Alexandrian terracottas
Alexandrian terracottas
Room VII. Alexandria and Palmyra

These figurative terracottas were produced in Alexandria in the Ptolemaic and Roman Age. They represent deities, protectors, animals, vases, theatrical masks, caricatures and people of different ethnic types who came to animate the streets of the Ptolemaic capital, which rapidly became the most important cultural centre of all the Mediterranean.
Among the artefacts there are some which are notable for their lively Greek-Egyptian eclecticism, the result of a current of a more authentically Alexandrine art of popular taste, as well as those of a more typically Greek flavour, expressed with greater stylistic and iconographic refinement.
Within this vast range of production, there is a notable group of figurines with often caricaturised facial features, as in the case of the head no. 37563, with its snub nose and large lips.

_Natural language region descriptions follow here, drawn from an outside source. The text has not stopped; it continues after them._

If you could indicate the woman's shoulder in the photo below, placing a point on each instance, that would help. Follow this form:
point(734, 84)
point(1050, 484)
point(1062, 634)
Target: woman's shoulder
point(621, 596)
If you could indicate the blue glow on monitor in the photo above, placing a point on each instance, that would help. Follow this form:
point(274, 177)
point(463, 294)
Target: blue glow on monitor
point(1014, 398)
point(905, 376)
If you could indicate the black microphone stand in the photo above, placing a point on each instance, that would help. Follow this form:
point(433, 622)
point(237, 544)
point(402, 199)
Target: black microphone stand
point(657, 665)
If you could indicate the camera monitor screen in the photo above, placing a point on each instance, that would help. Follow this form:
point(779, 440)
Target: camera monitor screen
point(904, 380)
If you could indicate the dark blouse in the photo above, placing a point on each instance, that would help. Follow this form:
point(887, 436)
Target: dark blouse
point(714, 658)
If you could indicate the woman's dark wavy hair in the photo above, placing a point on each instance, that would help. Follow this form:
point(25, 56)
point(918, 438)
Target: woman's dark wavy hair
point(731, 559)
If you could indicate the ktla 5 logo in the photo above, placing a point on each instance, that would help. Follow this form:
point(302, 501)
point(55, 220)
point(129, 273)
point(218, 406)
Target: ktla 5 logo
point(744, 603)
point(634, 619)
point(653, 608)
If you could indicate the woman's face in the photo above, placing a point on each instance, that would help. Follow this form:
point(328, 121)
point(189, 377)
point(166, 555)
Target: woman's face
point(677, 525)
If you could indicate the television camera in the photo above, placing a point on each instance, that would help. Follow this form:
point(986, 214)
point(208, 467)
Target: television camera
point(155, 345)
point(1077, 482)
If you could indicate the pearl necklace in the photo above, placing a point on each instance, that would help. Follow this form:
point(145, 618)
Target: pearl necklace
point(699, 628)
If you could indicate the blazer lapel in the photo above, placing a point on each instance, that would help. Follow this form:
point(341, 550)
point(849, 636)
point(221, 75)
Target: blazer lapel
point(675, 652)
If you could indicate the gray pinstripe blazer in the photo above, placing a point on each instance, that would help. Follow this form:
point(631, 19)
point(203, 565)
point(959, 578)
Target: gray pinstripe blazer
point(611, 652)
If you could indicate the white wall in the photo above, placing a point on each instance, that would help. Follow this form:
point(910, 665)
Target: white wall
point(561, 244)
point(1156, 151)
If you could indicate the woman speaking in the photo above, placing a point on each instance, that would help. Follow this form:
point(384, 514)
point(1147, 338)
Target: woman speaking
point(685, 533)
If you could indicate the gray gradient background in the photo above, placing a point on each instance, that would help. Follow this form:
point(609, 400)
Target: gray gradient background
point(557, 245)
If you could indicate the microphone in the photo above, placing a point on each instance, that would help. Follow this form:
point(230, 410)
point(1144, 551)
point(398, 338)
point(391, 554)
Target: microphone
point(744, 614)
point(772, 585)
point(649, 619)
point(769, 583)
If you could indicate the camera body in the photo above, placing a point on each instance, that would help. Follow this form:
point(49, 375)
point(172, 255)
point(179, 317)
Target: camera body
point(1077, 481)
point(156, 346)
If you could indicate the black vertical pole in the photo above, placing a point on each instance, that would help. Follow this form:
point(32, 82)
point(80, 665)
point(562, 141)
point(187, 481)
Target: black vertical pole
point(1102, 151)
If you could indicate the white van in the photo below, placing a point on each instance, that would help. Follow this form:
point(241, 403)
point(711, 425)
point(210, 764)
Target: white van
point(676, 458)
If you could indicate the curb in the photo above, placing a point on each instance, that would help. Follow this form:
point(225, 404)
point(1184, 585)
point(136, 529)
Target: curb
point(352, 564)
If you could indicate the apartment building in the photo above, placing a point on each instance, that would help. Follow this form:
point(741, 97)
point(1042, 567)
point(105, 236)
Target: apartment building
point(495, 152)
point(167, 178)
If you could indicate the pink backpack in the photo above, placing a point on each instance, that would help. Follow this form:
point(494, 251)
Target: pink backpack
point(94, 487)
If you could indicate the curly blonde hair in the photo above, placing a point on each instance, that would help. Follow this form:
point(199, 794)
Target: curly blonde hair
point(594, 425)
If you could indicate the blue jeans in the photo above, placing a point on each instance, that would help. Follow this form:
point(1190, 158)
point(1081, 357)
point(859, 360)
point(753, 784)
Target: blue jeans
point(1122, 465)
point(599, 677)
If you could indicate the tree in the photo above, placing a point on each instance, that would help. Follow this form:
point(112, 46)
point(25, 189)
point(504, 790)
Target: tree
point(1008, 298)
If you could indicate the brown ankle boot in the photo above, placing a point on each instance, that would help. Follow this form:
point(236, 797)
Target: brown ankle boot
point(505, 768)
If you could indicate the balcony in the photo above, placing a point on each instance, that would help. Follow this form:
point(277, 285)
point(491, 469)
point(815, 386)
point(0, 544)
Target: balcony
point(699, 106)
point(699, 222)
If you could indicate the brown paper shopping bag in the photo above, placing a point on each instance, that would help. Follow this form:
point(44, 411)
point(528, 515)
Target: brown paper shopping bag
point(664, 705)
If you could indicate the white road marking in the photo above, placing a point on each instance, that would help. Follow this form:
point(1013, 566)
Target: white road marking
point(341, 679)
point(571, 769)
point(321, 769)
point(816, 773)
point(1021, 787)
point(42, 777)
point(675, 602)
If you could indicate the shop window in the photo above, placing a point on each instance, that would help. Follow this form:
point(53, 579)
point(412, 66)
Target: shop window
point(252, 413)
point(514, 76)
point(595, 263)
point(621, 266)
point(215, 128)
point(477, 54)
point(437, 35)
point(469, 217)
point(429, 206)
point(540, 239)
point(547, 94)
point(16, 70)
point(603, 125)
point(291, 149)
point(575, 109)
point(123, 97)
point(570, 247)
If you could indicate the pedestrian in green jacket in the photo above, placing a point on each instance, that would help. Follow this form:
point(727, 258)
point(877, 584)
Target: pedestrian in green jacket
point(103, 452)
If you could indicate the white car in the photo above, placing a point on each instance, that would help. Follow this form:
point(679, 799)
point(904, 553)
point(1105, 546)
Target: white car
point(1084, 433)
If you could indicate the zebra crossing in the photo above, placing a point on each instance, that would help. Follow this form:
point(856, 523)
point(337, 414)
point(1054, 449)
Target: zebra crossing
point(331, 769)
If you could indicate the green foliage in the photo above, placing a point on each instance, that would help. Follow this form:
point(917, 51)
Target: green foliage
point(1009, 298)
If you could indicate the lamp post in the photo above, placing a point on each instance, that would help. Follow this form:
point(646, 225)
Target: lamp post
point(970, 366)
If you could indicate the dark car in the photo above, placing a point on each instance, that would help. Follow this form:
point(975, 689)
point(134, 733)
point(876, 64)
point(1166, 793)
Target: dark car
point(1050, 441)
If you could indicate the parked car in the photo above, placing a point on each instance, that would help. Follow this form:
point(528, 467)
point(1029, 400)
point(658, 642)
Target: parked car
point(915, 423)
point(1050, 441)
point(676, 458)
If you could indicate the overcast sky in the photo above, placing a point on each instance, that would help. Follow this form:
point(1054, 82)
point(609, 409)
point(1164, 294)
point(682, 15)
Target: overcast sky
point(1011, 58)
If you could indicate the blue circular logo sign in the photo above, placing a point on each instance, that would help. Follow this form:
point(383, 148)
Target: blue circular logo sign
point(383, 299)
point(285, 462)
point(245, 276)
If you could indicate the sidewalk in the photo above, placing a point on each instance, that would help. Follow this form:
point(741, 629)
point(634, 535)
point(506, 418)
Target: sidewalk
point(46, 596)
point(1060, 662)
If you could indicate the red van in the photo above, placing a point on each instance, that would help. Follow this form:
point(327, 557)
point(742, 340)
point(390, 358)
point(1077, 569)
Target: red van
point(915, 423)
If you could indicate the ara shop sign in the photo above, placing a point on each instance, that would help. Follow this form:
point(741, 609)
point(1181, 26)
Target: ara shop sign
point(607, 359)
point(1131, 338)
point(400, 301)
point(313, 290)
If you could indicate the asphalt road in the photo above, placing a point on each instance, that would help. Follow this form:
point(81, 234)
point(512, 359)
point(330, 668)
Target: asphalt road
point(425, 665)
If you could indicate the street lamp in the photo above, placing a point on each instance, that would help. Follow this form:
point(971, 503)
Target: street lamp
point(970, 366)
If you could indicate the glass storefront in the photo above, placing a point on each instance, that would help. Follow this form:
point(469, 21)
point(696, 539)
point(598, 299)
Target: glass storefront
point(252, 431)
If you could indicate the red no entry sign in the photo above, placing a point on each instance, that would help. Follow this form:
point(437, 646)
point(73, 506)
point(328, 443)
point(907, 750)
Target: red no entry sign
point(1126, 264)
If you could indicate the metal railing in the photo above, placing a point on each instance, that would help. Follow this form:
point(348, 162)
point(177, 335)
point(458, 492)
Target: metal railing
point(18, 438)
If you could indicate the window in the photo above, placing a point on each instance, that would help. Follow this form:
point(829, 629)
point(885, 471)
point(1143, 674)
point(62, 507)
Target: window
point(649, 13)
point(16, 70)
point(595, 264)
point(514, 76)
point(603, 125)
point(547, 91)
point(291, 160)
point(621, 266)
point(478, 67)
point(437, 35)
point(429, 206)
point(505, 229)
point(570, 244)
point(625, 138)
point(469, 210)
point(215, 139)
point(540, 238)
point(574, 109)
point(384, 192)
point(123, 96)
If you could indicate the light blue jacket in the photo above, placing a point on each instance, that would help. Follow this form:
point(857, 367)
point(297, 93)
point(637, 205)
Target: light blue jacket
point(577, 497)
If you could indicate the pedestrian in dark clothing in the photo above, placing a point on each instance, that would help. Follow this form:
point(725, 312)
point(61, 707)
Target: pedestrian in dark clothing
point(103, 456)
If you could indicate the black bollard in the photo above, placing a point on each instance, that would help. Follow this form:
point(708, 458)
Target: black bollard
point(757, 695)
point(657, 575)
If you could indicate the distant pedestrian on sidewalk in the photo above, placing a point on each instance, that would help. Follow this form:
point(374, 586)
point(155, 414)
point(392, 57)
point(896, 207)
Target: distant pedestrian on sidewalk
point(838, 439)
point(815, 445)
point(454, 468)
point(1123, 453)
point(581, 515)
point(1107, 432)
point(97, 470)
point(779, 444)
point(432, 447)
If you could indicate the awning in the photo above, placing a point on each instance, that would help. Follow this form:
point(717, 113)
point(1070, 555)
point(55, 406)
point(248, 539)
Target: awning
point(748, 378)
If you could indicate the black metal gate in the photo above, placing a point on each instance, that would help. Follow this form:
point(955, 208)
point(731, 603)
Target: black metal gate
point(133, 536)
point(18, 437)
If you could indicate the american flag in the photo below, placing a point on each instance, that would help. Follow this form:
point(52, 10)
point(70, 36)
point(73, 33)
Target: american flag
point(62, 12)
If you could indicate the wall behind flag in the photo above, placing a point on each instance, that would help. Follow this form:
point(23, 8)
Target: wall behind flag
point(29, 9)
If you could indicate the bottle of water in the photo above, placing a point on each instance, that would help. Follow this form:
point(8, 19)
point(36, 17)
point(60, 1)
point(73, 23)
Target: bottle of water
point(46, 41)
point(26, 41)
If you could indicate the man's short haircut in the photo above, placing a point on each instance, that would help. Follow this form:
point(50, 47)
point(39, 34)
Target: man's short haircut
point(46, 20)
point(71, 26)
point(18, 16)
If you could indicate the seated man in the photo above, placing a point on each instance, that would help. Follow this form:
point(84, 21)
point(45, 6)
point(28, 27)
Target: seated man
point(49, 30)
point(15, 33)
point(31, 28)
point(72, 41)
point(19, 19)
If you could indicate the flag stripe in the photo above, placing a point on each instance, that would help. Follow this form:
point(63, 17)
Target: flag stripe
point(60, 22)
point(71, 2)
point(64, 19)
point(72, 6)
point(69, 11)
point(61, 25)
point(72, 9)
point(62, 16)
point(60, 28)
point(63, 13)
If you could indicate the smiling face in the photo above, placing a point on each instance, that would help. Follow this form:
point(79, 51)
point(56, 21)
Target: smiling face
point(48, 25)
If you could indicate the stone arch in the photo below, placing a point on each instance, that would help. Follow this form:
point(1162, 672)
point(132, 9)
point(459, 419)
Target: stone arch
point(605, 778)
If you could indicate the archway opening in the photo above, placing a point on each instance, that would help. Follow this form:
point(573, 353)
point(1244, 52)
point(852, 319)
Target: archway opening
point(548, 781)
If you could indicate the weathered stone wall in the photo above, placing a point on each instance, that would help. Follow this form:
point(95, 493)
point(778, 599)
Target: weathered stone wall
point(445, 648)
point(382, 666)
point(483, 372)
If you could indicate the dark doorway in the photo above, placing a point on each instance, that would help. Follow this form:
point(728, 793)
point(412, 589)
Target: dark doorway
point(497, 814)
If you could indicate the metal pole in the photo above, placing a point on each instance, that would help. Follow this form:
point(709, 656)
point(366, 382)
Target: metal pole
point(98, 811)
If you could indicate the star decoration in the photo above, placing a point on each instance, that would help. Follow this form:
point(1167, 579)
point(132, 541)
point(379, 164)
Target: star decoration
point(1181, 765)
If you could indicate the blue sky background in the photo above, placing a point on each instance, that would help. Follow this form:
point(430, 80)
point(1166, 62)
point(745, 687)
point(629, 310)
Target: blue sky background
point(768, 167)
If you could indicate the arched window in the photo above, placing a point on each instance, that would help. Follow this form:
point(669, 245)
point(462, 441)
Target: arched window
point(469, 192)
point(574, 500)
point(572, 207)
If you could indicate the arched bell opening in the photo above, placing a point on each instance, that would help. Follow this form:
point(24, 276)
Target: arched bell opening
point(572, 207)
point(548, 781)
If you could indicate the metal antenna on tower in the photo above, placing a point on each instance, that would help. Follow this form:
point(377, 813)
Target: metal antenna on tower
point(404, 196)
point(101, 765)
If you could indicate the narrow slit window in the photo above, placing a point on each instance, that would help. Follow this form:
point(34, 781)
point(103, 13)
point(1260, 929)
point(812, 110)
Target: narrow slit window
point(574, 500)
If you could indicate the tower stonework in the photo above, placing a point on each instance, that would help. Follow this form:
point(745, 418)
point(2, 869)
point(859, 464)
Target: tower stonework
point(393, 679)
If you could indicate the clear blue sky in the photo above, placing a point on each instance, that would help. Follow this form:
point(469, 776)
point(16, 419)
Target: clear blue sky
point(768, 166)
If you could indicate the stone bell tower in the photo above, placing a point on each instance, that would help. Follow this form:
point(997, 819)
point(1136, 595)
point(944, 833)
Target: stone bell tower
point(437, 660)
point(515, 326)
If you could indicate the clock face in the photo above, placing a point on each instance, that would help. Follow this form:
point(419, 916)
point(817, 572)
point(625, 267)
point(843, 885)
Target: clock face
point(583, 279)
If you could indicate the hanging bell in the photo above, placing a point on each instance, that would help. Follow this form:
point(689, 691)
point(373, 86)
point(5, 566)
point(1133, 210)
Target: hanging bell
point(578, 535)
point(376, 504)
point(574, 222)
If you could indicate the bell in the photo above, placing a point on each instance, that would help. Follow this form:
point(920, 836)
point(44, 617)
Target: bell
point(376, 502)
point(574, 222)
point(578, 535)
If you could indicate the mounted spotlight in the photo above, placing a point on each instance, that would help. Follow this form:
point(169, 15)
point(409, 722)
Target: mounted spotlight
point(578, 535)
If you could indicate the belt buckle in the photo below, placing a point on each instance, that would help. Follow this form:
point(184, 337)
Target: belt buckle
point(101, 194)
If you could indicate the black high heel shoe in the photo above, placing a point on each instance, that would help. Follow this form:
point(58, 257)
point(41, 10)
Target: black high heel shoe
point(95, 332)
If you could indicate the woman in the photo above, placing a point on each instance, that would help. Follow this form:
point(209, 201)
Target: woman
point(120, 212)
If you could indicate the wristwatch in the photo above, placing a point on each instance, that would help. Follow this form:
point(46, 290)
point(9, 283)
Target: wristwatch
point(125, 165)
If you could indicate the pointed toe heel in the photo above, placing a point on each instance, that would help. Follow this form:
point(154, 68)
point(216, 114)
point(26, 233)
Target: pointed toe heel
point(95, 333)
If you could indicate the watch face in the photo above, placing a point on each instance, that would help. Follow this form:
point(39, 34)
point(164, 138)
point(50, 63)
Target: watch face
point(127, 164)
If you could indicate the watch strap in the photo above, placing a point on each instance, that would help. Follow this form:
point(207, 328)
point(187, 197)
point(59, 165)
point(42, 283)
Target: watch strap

This work, although produced serially using moulds, is noteworthy for its expressiveness and impressive realism.
These figurines had various uses: they were left in temples ex voto or conserved at home where they were placed in domestic lararia or shrines to domestic gods to protect dwellings and people, but could also be used to decorate furniture and walls.
The terracottas conserved in the Gregorian Egyptian Museum are from two distinct collections: the first to have been obtained was acquired following the Exhibition of Catholic Missions in Turin in 1898, as a gift from the Franciscan Missions of Upper Egypt; the second was donated in 1951 by Nedda Grassi, widow of the wealthy Italian industrialist Carlo Grassi, who had acquired the items on the Egyptian antiquarian market before 1940.